Kuo M T, Zhao J Y, Teeter L D, Ikeguchi M, Chisari F V
Department of Molecular Pathology, University of Texas M.D. Anderson Cancer Center, Houston 77030.
Cell Growth Differ. 1992 Aug;3(8):531-40.
The expression of multidrug resistance (mdr) genes was investigated in the livers of transgenic mice that express the human hepatitis B virus large envelope polypeptide under the transcriptional control of a liver-specific promoter. These mice develop a storage disease due to the accumulation of a nonsecretable form of hepatitis B surface antigen in the hepatocyte. Liver cell injury is followed by a hepatocellular proliferative response, dysplasia, microscopic nodular hyperplasia, and finally hepatocellular carcinoma. The expression of mdr1, mdr2, and mdr3 genes was analyzed in livers at different stages of the disease by RNase protection assay, Western blot, and immunohistochemistry. RNase protection assay revealed that mdr3 mRNA expression was moderately increased in tissue with microscopic nodular hyperplasia and significantly overexpressed in hepatocellular carcinoma but undetectable in earlier stages of the disease. Western blot using isoform-specific anti-mdr3 antibody demonstrated that the expression of mdr3 protein reflected the steady-state level of mdr3 mRNA. Immunohistochemical analyses using anti-mdr3 isoform-specific antibody and monoclonal antibody C219, which recognizes all the three mdr isoforms, demonstrated selective overexpression in preneoplastic foci during the stage of microscopic nodular hyperplasia as well as in neoplastic hepatocytes in hepatocellular carcinoma. No consistent activation of mdr1 and mdr2 (but occasional coactivation with mdr1) genes during hepatocarcinogenesis was observed. Our results suggest that the hepatocellular mdr3-specific activation mechanism is associated with the late events of hepatocarcinogenesis in this model. The predictable kinetics of mdr gene expression in this transgenic tumor model suggest that it is suitable for future studies of the mechanism of mdr gene activation and the possible pharmacological consequences for mdr3 gene expression of hepatocellular carcinoma.

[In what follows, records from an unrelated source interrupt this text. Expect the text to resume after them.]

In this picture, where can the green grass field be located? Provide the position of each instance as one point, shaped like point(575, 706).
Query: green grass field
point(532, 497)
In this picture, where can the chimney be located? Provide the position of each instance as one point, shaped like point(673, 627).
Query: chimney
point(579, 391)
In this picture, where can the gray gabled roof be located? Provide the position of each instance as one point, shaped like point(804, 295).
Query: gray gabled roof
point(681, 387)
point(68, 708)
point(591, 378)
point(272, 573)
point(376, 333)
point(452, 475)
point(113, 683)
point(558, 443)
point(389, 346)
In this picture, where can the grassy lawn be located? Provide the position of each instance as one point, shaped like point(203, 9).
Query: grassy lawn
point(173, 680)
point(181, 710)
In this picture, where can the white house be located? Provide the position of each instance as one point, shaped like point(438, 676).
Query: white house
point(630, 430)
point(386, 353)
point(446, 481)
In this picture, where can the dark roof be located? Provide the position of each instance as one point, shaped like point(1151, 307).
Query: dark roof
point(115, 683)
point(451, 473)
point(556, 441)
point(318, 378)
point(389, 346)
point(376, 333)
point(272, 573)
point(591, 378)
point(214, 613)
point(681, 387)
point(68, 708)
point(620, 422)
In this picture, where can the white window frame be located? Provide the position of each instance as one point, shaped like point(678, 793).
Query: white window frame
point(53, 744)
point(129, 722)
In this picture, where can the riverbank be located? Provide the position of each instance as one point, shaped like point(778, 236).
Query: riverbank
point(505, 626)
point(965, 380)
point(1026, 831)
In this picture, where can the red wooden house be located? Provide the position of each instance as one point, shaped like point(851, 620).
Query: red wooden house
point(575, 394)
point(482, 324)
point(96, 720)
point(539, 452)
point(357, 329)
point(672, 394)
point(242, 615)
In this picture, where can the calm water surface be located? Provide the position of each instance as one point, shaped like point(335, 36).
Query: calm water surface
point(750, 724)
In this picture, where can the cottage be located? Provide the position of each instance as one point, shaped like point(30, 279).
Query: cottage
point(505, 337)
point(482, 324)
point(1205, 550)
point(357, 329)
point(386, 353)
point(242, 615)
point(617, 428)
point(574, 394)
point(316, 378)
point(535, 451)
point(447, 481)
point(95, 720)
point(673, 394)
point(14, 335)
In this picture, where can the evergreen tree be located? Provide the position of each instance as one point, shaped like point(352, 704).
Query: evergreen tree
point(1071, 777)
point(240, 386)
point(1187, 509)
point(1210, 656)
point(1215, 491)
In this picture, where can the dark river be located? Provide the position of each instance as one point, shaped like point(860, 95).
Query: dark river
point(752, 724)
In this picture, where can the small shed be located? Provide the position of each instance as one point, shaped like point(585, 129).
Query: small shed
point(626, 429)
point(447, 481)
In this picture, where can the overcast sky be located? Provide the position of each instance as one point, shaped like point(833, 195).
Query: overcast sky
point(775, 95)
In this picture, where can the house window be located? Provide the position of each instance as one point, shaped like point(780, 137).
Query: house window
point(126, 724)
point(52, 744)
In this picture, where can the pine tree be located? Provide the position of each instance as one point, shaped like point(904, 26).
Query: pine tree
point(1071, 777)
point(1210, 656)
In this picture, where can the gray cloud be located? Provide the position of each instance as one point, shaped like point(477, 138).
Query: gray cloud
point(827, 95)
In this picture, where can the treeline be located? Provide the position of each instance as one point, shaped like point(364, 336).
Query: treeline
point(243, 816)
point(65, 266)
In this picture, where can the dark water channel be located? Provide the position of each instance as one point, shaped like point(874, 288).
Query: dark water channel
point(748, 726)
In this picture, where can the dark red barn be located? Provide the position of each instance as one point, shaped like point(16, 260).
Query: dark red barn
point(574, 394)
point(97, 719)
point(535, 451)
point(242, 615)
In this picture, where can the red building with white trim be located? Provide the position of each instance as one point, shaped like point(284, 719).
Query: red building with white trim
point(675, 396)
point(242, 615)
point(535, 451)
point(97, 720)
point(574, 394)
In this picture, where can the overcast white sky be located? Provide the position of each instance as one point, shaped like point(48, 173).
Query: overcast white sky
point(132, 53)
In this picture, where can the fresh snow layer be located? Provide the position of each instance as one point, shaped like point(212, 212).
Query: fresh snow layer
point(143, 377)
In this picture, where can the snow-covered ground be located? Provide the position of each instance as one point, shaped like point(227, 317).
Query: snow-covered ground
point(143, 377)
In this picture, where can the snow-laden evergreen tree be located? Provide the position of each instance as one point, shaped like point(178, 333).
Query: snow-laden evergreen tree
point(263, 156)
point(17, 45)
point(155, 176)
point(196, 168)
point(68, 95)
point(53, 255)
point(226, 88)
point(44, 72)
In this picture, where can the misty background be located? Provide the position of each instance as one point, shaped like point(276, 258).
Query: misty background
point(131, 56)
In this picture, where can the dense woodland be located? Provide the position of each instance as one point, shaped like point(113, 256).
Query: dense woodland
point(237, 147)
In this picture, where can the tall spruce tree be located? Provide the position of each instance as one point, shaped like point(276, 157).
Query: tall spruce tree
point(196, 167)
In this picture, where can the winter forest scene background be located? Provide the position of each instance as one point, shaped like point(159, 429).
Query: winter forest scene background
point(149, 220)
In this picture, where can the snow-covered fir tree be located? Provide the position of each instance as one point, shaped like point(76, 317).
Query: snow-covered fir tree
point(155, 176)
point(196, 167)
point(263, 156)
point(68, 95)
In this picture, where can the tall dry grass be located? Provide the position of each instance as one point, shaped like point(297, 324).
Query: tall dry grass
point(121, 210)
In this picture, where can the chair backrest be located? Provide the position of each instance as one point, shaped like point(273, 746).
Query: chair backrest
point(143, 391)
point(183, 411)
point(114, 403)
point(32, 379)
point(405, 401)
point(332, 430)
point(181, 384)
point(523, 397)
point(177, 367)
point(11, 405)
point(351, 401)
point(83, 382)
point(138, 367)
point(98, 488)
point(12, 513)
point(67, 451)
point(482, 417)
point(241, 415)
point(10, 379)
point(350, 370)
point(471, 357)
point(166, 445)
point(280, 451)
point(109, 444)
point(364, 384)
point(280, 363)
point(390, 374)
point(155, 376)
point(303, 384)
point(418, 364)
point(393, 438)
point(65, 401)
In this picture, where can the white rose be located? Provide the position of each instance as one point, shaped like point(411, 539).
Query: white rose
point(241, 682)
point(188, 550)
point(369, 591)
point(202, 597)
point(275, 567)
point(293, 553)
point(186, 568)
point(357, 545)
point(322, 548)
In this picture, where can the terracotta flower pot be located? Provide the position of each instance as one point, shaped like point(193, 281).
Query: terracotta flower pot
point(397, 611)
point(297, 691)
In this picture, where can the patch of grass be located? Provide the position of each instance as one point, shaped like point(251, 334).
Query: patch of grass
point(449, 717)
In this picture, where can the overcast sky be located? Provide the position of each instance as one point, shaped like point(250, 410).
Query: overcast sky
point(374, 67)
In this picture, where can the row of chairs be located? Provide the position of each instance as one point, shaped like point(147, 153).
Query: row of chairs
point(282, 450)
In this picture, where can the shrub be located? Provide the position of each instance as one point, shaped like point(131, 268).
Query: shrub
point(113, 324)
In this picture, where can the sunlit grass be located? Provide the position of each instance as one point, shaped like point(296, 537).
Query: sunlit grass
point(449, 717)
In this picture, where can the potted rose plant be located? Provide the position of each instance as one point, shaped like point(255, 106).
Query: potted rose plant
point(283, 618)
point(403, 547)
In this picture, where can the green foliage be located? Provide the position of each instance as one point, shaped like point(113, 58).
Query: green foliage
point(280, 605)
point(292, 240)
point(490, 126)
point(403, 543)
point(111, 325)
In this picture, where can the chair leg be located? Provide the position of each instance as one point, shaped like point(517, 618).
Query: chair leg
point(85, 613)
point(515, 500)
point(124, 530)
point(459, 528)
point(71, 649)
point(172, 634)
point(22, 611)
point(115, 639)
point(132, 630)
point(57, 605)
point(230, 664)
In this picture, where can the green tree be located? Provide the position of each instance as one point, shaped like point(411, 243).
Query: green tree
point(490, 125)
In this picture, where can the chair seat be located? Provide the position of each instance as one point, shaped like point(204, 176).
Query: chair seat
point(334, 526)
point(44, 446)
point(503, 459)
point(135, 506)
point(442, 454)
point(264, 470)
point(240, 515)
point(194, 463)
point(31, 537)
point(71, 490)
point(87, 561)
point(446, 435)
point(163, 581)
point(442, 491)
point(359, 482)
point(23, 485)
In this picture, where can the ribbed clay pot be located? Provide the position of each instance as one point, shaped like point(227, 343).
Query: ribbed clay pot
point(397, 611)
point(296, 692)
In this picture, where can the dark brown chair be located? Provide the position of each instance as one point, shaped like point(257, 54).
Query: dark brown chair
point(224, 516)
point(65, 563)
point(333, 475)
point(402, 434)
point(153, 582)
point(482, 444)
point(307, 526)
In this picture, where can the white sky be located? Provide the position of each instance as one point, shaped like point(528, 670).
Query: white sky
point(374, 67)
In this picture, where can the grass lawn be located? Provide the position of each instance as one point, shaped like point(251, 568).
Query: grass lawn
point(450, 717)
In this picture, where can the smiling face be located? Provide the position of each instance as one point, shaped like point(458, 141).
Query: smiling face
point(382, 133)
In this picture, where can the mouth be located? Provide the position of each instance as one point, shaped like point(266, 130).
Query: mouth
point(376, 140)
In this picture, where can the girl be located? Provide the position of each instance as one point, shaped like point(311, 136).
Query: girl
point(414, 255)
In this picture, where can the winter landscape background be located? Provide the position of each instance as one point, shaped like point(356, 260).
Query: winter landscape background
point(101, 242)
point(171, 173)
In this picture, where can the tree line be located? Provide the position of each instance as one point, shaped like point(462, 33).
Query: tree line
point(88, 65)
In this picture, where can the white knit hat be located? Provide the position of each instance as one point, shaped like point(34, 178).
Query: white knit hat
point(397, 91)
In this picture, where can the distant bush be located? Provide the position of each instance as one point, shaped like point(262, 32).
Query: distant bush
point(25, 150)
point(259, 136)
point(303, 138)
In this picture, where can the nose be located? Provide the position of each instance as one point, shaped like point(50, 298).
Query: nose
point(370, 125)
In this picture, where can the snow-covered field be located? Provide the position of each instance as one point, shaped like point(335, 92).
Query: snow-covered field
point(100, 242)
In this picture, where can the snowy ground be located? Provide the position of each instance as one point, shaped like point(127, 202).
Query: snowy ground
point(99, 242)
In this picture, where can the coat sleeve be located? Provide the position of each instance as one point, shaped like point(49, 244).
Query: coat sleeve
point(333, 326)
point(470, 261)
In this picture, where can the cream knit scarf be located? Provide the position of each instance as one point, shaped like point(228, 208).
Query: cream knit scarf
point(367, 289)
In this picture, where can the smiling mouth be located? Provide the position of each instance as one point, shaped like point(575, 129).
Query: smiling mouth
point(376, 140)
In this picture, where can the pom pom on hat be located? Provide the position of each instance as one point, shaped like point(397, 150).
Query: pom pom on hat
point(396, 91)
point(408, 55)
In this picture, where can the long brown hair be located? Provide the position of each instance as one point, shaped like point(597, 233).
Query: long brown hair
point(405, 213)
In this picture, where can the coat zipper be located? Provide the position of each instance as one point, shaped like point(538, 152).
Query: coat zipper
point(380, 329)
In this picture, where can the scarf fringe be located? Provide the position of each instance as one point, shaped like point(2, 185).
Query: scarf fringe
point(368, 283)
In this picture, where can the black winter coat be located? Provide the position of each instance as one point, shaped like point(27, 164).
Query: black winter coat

在肝脏特异性启动子转录控制下表达人乙肝病毒大表面抗原多肽的转基因小鼠肝脏中,研究了多药耐药(mdr)基因的表达。这些小鼠因肝细胞中积累不可分泌形式的乙肝表面抗原而患上一种贮积病。肝细胞损伤后会出现肝细胞增殖反应、发育异常、显微镜下结节性增生,最终发展为肝细胞癌。通过核糖核酸酶保护试验、蛋白质免疫印迹法和免疫组织化学法,分析了疾病不同阶段肝脏中mdr1、mdr2和mdr3基因的表达。核糖核酸酶保护试验显示,mdr3 mRNA表达在显微镜下结节性增生组织中适度增加,在肝细胞癌中显著过表达,但在疾病早期无法检测到。使用异构体特异性抗mdr3抗体的蛋白质免疫印迹法表明,mdr3蛋白的表达反映了mdr3 mRNA的稳态水平。使用抗mdr3异构体特异性抗体和识别所有三种mdr异构体的单克隆抗体C219进行的免疫组织化学分析表明,在显微镜下结节性增生阶段的癌前病灶以及肝细胞癌的肿瘤肝细胞中存在选择性过表达。在肝癌发生过程中未观察到mdr1和mdr2基因的持续激活(但偶尔与mdr1共同激活)。我们的结果表明,肝细胞mdr3特异性激活机制与该模型中肝癌发生的晚期事件有关。该转基因肿瘤模型中mdr基因表达的可预测动力学表明,它适用于未来对mdr基因激活机制以及肝细胞癌mdr3基因表达可能的药理学后果的研究。